The intersecting buckets e.g A&C are labelled using a combination of the two filter names separated by the ampersand character. Note that the response does not also include a “C&A” bucket as this would be the same set of documents as “A&C”. The matrix is said to be symmetric so we only return half of it. To do this we sort the filter name strings and always use the lowest of a pair as the value to the left of the “&” separator.

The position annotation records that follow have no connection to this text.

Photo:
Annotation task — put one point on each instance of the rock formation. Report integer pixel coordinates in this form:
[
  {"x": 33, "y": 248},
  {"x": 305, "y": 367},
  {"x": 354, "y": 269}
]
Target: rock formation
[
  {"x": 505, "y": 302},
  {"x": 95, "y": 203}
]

An alternative separator parameter can be passed in the request if clients wish to use a separator string other than the default of the ampersand.

Example:

  1. PUT /emails/_bulk?refresh
  2. { "index" : { "_id" : 1 } }
  3. { "accounts" : ["hillary", "sidney"]}
  4. { "index" : { "_id" : 2 } }
  5. { "accounts" : ["hillary", "donald"]}
  6. { "index" : { "_id" : 3 } }
  7. { "accounts" : ["vladimir", "donald"]}
  8. GET emails/_search
  9. {
  10. "size": 0,
  11. "aggs" : {
  12. "interactions" : {
  13. "adjacency_matrix" : {
  14. "filters" : {
  15. "grpA" : { "terms" : { "accounts" : ["hillary", "sidney"] }},
  16. "grpB" : { "terms" : { "accounts" : ["donald", "mitt"] }},
  17. "grpC" : { "terms" : { "accounts" : ["vladimir", "nigel"] }}
  18. }
  19. }
  20. }
  21. }
  22. }

In the above example, we analyse email messages to see which groups of individuals have exchanged messages. We will get counts for each group individually and also a count of messages for pairs of groups that have recorded interactions.

Response:

  1. {
  2. "took": 9,
  3. "timed_out": false,
  4. "_shards": ...,
  5. "hits": ...,
  6. "aggregations": {
  7. "interactions": {
  8. "buckets": [
  9. {
  10. "key":"grpA",
  11. "doc_count": 2
  12. },
  13. {
  14. "key":"grpA&grpB",
  15. "doc_count": 1
  16. },
  17. {
  18. "key":"grpB",
  19. "doc_count": 2
  20. },
  21. {
  22. "key":"grpB&grpC",
  23. "doc_count": 1
  24. },
  25. {
  26. "key":"grpC",
  27. "doc_count": 1
  28. }
  29. ]
  30. }
  31. }
  32. }

Usage

On its own this aggregation can provide all of the data required to create an undirected weighted graph. However, when used with child aggregations such as a date_histogram the results can provide the additional levels of data required to perform dynamic network analysis where examining interactions over time becomes important.

Limitations

For N filters the matrix of buckets produced can be N²/2 and so there is a default maximum imposed of 100 filters . This setting can be changed using the index.max_adjacency_matrix_filters index-level setting (note this setting is deprecated and will be repaced with indices.query.bool.max_clause_count in 8.0+).